Os Estados Unidos e mais de 100 países chegaram a um acordo que isenta multinacionais norte-americanas de partes do imposto corporativo mínimo global de 15%, estabelecido sob coordenação da Organização para a Cooperação e Desenvolvimento Econômico (OCDE).
A medida marca o encerramento de uma negociação iniciada após a decisão do presidente Donald Trump, em 2025, de retirar o país do arcabouço fiscal internacional estabelecido no governo de Joe Biden, segundo informações da Bloomberg.
O acordo impede que outros países imponham tributos adicionais sobre subsidiárias estrangeiras de empresas americanas como forma de compensar alíquotas inferiores a 15% em determinadas jurisdições.
Em contrapartida, os Estados Unidos comprometeram-se a não adotar medidas unilaterais de retaliação fiscal, previstas em rascunhos da reforma tributária republicana aprovada pelo Congresso sob o nome “One Big, Beautiful”.
Segundo autoridades norte-americanas, empresas dos EUA já estão sujeitas a regimes que garantem uma carga tributária mínima. O país aplica um imposto federal de 15% sobre companhias com lucros superiores a US$ 1 bilhão, além de alíquotas internacionais entre 12,6% e 14% sobre rendimentos de subsidiárias no exterior.

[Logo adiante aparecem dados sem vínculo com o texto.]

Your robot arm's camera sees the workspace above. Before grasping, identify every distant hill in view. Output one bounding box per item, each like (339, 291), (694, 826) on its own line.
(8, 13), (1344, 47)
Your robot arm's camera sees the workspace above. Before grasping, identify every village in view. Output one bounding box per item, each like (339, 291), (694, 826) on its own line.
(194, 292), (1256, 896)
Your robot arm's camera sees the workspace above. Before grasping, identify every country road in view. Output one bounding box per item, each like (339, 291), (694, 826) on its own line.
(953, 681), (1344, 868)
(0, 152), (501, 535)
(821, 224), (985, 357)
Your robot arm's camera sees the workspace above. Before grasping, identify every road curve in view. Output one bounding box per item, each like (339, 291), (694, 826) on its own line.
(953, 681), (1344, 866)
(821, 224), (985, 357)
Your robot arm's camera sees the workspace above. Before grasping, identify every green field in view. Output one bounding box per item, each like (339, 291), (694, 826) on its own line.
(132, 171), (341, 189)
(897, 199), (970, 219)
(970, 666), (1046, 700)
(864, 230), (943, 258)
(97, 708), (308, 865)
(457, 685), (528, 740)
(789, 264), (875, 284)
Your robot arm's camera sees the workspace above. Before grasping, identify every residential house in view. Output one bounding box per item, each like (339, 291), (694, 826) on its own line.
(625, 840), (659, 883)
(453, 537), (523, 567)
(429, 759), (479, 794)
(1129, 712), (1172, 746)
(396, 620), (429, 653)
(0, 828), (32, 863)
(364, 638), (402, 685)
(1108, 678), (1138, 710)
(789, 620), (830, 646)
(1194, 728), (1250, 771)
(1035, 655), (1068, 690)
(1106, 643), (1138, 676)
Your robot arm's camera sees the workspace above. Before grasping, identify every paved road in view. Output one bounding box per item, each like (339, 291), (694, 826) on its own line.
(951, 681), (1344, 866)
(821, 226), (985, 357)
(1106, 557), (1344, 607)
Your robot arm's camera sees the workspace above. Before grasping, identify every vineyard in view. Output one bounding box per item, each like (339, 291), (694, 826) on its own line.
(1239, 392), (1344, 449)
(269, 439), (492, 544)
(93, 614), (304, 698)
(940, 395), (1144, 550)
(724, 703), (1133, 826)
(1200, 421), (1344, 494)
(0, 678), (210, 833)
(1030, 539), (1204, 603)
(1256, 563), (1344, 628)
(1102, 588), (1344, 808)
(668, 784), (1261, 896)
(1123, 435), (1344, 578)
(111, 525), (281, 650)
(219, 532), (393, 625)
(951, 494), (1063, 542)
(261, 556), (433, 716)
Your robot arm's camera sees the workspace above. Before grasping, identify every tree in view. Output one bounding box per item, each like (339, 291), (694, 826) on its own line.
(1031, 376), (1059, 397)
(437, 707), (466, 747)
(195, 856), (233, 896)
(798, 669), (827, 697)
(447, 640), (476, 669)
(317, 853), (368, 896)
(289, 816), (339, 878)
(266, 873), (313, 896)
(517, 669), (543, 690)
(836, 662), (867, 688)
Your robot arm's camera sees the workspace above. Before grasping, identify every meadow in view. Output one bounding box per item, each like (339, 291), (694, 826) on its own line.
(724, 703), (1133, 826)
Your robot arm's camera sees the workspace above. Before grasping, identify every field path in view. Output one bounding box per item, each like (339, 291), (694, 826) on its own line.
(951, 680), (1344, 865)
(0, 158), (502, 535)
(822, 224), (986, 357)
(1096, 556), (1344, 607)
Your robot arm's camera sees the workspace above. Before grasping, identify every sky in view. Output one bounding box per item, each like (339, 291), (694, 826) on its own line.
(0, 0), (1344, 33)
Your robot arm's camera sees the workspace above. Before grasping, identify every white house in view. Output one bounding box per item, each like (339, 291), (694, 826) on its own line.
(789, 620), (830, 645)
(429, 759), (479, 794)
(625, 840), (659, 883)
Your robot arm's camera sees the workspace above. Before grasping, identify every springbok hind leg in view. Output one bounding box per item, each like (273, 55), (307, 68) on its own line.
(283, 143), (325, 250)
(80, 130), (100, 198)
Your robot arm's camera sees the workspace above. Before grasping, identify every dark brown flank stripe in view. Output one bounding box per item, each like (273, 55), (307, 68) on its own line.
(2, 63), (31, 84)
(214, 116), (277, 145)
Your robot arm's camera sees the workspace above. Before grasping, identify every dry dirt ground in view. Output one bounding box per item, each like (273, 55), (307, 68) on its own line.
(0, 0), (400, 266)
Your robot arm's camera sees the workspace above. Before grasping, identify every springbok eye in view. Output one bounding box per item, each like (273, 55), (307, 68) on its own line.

O acordo ocorre em meio à intensificação do debate sobre a taxação de big techs. O governo de Donald Trump tem criticado os chamados impostos digitais, adotados por países europeus e outros mercados, sob o argumento de que atingem de forma desproporcional companhias americanas como Google, Meta e Amazon.
A proposta do imposto mínimo global, articulada pela OCDE, estabelece uma alíquota efetiva de 15% para multinacionais com receita superior a 750 milhões de euros. O modelo já foi implementado por cerca de 60 países, entre eles membros da União Europeia, Reino Unido, Austrália, Japão e Coreia do Sul. A estimativa da OCDE é que a política gere até US$ 220 bilhões em arrecadação global.
Com a nova exceção para empresas americanas, os Estados Unidos evitam a reintrodução de mecanismos de retaliação fiscal interna e reduzem tensões comerciais, especialmente com nações europeias.
O entendimento representa um equilíbrio entre o protecionismo da atual política econômica dos EUA e os esforços multilaterais de coordenação tributária.